In a large bowl, whisk together yogurt, eggs, lemon zest, vanilla, and oil. Slowly add the dry ingredients to the wet. In another bowl, gently toss the blueberries in the remaining 1 tbsp flour and fold them very gently into the batter.

P:our batter into prepared loaf pan and bake 55-60 minutes, or until a toothpick inserted in the center comes out clean. Let cool in the pan for 10 minutes and then remove.

While the loaf is cooling, make the lemon syrup.

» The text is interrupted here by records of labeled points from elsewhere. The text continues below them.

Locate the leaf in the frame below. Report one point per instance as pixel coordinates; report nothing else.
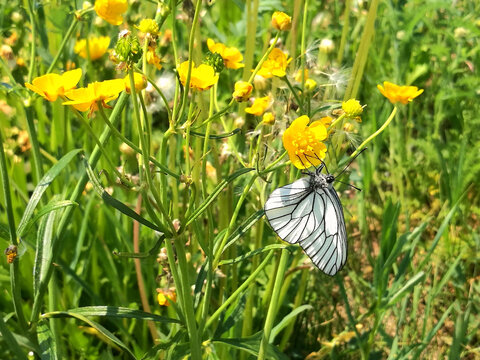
(42, 186)
(218, 189)
(96, 326)
(44, 253)
(251, 345)
(253, 253)
(218, 136)
(242, 229)
(113, 312)
(52, 206)
(109, 200)
(287, 319)
(410, 284)
(46, 342)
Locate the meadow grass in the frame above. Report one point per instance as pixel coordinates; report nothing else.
(137, 230)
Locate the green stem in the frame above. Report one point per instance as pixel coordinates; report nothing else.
(188, 302)
(376, 133)
(233, 220)
(240, 289)
(14, 270)
(133, 146)
(146, 155)
(272, 309)
(65, 40)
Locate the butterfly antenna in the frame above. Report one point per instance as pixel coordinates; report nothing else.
(308, 171)
(346, 167)
(344, 183)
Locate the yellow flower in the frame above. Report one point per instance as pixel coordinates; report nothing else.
(259, 106)
(298, 75)
(281, 21)
(303, 142)
(84, 99)
(352, 108)
(232, 58)
(153, 58)
(395, 93)
(275, 65)
(242, 91)
(202, 77)
(97, 47)
(268, 118)
(149, 26)
(51, 86)
(310, 85)
(140, 82)
(111, 10)
(164, 297)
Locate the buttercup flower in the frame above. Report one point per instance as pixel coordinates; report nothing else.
(352, 108)
(97, 47)
(202, 77)
(304, 143)
(149, 26)
(164, 297)
(395, 93)
(281, 21)
(232, 58)
(275, 65)
(84, 99)
(153, 58)
(111, 10)
(51, 86)
(259, 106)
(242, 91)
(140, 82)
(268, 118)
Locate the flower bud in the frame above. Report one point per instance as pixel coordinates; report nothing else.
(281, 21)
(242, 91)
(268, 118)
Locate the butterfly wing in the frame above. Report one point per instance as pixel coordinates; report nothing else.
(298, 213)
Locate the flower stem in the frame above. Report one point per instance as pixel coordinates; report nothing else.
(272, 309)
(376, 133)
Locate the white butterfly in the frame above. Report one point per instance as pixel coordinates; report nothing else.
(309, 212)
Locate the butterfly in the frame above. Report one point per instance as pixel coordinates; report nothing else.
(308, 212)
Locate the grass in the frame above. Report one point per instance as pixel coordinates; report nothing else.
(98, 230)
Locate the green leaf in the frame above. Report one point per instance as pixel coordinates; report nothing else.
(251, 345)
(253, 253)
(42, 186)
(242, 229)
(109, 200)
(44, 253)
(218, 189)
(113, 312)
(287, 319)
(48, 347)
(96, 326)
(52, 206)
(410, 284)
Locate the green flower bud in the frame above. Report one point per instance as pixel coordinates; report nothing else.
(215, 60)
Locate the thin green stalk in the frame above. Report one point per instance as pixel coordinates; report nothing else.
(64, 42)
(376, 133)
(195, 344)
(65, 220)
(233, 220)
(198, 5)
(146, 155)
(272, 309)
(133, 146)
(240, 289)
(14, 270)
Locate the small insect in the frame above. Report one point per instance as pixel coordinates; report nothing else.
(308, 212)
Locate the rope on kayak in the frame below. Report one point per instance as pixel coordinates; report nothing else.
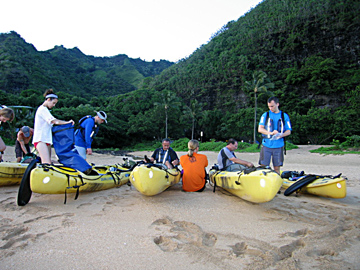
(161, 167)
(16, 174)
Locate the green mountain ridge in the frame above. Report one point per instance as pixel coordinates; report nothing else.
(309, 50)
(69, 70)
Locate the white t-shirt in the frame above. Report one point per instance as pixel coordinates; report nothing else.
(42, 125)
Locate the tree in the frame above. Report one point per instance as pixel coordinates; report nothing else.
(169, 99)
(258, 85)
(194, 110)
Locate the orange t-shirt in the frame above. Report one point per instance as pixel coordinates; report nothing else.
(194, 171)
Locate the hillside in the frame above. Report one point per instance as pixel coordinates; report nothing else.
(309, 50)
(69, 70)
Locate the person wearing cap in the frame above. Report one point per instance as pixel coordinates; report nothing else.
(42, 138)
(6, 114)
(22, 142)
(89, 127)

In a small saucepan over medium heat, stir together the lemon juice and sugar until the sugar has completely dissolved. Continue to cook for 3-5 more minutes or until mixture thickens slightly.

Using a toothpick, poke holes in the tops and sides of the warm loaf. Brush with lemon syrup. Let the syrup soak in and then brush again. Cool cake completely.

For the lemon glaze, whisk the powdered sugar and lemon juice together in a small bowl. The mixture should be thick but pourable. Pour the glaze over the cake and let it drip down the sides. Allow glaze to harden, about 15 minutes, before serving.